For NHS staff, this crisis compounds more than a decade of wage erosion. RCN’s own analysis shows that starting salaries for nursing staff are now more than £8,000 lower than they would have been had pay kept pace with inflation since 2010 — band five nurses alone have seen a real-terms pay cut of around 21 per cent.

Against this backdrop, public-sector pay review bodies continue to recommend, and governments continue to push for, below-inflation pay awards.

In contrast, the BMA’s industrial strategy has demonstrated what clear demands and sustained action can achieve.
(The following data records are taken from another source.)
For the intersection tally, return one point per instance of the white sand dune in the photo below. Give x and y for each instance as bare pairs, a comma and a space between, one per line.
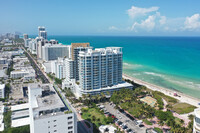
183, 97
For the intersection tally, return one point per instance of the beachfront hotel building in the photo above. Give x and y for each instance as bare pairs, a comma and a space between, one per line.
2, 90
100, 70
196, 126
75, 49
48, 113
41, 32
53, 51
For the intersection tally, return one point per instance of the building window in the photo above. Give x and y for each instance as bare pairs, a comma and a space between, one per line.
70, 117
69, 122
70, 127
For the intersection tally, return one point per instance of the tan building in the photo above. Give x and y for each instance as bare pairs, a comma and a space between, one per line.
75, 45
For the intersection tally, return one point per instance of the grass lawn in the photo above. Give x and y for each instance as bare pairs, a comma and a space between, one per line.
147, 122
158, 130
88, 125
170, 100
183, 108
95, 116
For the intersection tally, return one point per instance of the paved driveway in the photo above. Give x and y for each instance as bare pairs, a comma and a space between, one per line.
125, 119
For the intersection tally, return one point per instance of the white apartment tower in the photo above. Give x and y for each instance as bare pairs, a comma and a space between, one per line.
42, 32
196, 126
48, 114
2, 90
100, 68
69, 69
25, 36
52, 52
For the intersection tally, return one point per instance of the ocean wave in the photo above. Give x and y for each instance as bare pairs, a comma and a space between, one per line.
154, 74
128, 65
187, 84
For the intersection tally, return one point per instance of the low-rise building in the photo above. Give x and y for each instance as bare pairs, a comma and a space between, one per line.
26, 73
196, 126
1, 117
2, 90
48, 113
107, 129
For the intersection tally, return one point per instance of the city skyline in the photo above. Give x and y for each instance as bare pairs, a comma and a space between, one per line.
131, 18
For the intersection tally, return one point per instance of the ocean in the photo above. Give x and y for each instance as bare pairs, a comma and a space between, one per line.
170, 62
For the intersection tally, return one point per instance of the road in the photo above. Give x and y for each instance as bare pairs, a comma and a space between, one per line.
125, 119
81, 128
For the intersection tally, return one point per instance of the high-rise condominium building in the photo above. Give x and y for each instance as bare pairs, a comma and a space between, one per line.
40, 43
75, 49
196, 125
48, 113
69, 69
2, 91
42, 32
25, 36
100, 70
52, 52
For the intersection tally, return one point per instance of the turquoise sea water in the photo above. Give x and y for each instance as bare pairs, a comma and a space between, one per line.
171, 62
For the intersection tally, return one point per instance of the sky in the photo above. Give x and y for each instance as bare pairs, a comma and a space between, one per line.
102, 17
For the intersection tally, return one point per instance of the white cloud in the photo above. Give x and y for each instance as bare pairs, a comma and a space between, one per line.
113, 28
147, 24
192, 23
162, 20
137, 11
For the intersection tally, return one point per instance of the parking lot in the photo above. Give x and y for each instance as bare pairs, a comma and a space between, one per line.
126, 122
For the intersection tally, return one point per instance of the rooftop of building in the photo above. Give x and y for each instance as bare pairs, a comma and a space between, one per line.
47, 102
197, 112
102, 51
2, 86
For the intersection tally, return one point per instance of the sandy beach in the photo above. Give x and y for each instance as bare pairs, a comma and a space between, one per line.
182, 97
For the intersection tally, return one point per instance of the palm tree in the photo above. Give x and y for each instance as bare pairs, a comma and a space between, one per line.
182, 121
102, 95
98, 98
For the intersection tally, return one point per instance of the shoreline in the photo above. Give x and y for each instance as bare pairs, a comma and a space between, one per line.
183, 97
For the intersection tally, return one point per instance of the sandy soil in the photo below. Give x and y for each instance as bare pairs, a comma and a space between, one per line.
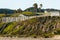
57, 37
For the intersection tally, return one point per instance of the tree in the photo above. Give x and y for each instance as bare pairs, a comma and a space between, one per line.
19, 10
35, 5
41, 6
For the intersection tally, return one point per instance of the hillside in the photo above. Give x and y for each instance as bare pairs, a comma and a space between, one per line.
36, 27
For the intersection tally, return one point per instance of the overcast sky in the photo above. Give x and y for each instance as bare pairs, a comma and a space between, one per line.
23, 4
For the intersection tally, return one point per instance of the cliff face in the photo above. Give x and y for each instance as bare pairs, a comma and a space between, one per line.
42, 26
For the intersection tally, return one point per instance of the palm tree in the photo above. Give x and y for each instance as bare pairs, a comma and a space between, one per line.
35, 7
41, 6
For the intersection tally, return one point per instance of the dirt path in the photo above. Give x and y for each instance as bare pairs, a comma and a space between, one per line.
57, 37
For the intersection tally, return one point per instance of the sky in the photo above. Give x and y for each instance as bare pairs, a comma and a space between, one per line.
23, 4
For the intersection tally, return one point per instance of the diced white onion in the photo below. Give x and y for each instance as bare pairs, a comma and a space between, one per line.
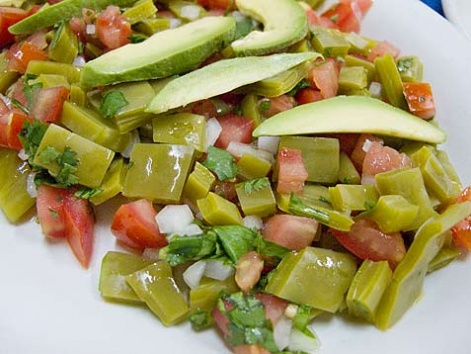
302, 342
253, 222
218, 270
23, 155
174, 219
193, 274
79, 61
238, 149
31, 186
151, 254
90, 29
282, 332
375, 89
175, 22
213, 130
366, 145
269, 143
191, 12
135, 139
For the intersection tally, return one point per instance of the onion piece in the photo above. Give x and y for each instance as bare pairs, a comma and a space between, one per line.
269, 143
303, 342
238, 149
193, 274
213, 130
253, 222
282, 332
218, 270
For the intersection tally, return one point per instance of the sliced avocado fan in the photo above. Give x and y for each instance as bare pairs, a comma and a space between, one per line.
351, 114
284, 23
221, 77
166, 53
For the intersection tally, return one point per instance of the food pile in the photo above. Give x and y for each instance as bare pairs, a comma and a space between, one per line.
272, 163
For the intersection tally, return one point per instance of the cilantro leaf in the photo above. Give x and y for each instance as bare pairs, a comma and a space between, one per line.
221, 162
112, 102
256, 185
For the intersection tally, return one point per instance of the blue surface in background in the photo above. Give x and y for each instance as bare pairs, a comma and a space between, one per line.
434, 4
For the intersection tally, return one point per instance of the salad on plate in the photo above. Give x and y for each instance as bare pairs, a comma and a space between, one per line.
269, 163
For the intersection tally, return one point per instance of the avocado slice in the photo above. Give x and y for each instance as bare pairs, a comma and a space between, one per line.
221, 77
166, 53
284, 23
64, 10
351, 114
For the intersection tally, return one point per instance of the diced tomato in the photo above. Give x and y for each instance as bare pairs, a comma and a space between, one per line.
79, 227
19, 56
218, 4
324, 75
379, 158
290, 231
62, 214
48, 102
112, 29
248, 270
291, 171
276, 105
249, 349
308, 95
383, 48
50, 209
462, 231
358, 154
366, 241
234, 128
9, 16
134, 225
347, 15
10, 126
420, 100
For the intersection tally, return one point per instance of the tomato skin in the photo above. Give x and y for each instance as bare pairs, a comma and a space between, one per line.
290, 231
278, 104
366, 241
19, 56
382, 48
234, 128
248, 270
461, 232
50, 210
291, 171
420, 100
324, 75
112, 29
48, 102
308, 95
9, 16
79, 227
134, 225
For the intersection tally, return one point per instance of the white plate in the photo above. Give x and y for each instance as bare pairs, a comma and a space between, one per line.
459, 12
48, 304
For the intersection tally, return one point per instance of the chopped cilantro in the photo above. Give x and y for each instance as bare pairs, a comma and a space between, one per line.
256, 185
87, 193
221, 163
112, 102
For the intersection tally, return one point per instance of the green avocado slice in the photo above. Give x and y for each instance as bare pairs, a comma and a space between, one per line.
61, 11
221, 77
166, 53
284, 23
351, 114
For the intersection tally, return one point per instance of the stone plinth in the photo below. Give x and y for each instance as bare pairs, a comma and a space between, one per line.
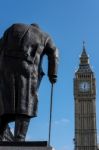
42, 145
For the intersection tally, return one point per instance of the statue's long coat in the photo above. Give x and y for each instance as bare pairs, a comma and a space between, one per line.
22, 48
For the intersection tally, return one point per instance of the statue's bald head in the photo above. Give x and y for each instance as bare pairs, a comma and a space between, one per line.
35, 25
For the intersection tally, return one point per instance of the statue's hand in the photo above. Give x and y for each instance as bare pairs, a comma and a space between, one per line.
53, 78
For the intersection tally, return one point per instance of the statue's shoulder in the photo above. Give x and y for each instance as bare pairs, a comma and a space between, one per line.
19, 27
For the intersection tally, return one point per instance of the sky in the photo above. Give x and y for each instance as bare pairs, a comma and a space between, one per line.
69, 23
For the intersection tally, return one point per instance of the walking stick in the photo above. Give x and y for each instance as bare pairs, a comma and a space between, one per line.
50, 121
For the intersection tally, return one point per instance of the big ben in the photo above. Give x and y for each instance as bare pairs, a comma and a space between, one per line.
85, 105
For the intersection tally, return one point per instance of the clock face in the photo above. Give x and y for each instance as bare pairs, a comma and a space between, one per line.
84, 86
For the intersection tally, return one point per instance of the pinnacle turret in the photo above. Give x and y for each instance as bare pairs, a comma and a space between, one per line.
84, 59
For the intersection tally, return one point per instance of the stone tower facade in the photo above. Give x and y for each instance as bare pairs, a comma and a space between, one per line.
85, 105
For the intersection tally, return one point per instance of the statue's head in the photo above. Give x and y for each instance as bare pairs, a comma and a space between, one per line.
35, 25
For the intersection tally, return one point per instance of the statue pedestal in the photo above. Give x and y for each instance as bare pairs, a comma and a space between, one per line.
42, 145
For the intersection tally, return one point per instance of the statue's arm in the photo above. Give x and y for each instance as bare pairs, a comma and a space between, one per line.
53, 59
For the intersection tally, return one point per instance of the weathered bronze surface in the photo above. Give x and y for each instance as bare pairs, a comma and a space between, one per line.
22, 48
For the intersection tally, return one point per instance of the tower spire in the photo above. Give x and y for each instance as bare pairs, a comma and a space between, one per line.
84, 60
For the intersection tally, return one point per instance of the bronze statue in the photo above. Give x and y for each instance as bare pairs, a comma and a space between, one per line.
22, 48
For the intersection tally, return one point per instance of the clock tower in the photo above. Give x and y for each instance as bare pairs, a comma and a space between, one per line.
85, 105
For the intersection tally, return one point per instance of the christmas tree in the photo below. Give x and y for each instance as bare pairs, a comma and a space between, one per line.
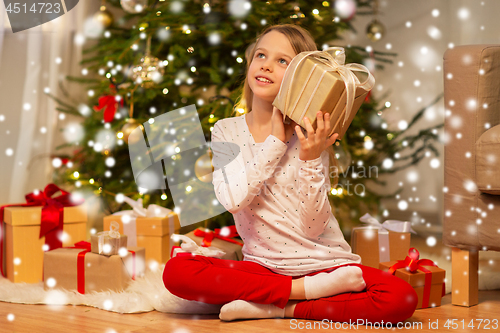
151, 57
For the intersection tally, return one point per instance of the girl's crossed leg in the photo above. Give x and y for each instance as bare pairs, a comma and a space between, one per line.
218, 281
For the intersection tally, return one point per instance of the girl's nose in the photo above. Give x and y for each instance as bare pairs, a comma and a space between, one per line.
266, 66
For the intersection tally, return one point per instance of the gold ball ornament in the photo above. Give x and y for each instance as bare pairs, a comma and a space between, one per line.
127, 129
104, 17
149, 71
204, 168
375, 30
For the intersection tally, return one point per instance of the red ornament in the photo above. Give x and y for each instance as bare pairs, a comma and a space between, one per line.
109, 104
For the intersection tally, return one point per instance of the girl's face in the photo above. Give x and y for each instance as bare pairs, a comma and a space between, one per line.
270, 60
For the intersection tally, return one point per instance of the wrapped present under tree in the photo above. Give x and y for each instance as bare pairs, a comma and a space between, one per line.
422, 274
44, 222
320, 81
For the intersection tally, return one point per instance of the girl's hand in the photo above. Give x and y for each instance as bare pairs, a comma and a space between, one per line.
312, 146
278, 128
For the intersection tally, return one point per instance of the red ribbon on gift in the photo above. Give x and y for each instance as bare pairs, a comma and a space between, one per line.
80, 264
210, 235
412, 263
51, 225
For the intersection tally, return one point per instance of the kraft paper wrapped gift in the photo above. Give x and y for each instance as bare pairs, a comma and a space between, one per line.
24, 248
210, 243
381, 242
320, 81
149, 228
189, 247
110, 242
422, 274
84, 271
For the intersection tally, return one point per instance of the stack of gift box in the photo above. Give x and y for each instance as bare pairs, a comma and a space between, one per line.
386, 246
43, 242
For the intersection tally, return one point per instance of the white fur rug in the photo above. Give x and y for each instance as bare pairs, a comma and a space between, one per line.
148, 293
142, 295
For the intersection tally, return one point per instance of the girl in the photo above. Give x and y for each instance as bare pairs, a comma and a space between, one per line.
274, 179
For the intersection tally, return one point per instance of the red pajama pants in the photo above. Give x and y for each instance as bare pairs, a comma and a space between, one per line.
219, 281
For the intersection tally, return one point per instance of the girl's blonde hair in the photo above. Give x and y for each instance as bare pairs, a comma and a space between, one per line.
301, 40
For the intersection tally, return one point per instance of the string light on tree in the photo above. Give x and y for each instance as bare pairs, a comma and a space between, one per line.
149, 71
103, 17
375, 29
345, 9
133, 6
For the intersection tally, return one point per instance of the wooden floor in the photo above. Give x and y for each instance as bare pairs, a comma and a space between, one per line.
42, 318
53, 319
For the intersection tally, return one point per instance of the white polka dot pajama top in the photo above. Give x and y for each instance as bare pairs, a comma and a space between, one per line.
279, 202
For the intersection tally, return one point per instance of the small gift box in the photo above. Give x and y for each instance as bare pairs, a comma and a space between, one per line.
44, 222
108, 243
149, 228
422, 274
320, 81
79, 269
210, 242
381, 241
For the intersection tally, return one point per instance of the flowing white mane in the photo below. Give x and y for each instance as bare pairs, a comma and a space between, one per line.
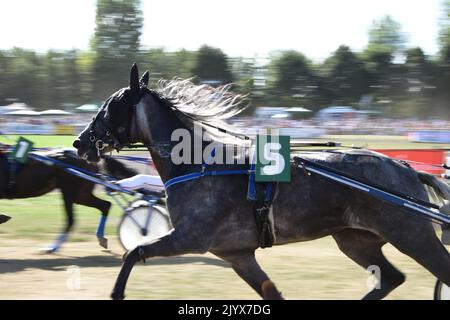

The campaign for pay restoration led to one of the most significant settlements seen anywhere in the public sector. In 2024, following sustained industrial action, BMA resident doctor members in England voted to accept a deal delivering an average pay uplift of 22.3 per cent across 2023/24 and 2024/25, a small step towards restoring the value of doctor pay which still, after the pay rise, represents real-terms pay cuts of over 20 per cent.

The campaign continues, now including demands for secure jobs for resident doctors, who have fixed-term contracts and are increasingly the target of job losses due to funding cuts.

The question after this successful meeting is therefore simple: what comes next?

We have seen in recent years that effective industrial action can improve pay, defend public services and restore confidence in trade unionism. At the same time, the economic and political crises facing the government — including the constraints imposed by its own fiscal rules — create opportunities for organised labour.

There is space for a new approach: one centred on investment in public services, rising wages, democratic industrial planning, and trade unions playing a central role in shaping the future of the economy. Such an approach could provide not only economic stability, but hope and opportunity.

Sitting together this week in Liverpool, we were reminded of the potential power of collective action — the same power demonstrated in 1926, and glimpsed again during the strike wave of 2022-23. Workers make history.

That enduring truth remains a source of hope — and a reminder that the responsibility for winning change rests with us. Now more than ever.

Holly Turner is a learning disability and autism case manager across Norfolk and Suffolk, and has been an active member of the RCN since 2008; Dr Emma Runswick is a psychiatry resident doctor across Greater Manchester and is the deputy chair of the BMA council; Jordan Rivera, is an NHS occupational therapist and Unison branch secretary in a London hospital, elected to Unison’s national executive committee in 2023; Paula Dunne, is chair of Strike Map steering group. Previously she has been a Unite and NUJ rep in different roles in academic publishing.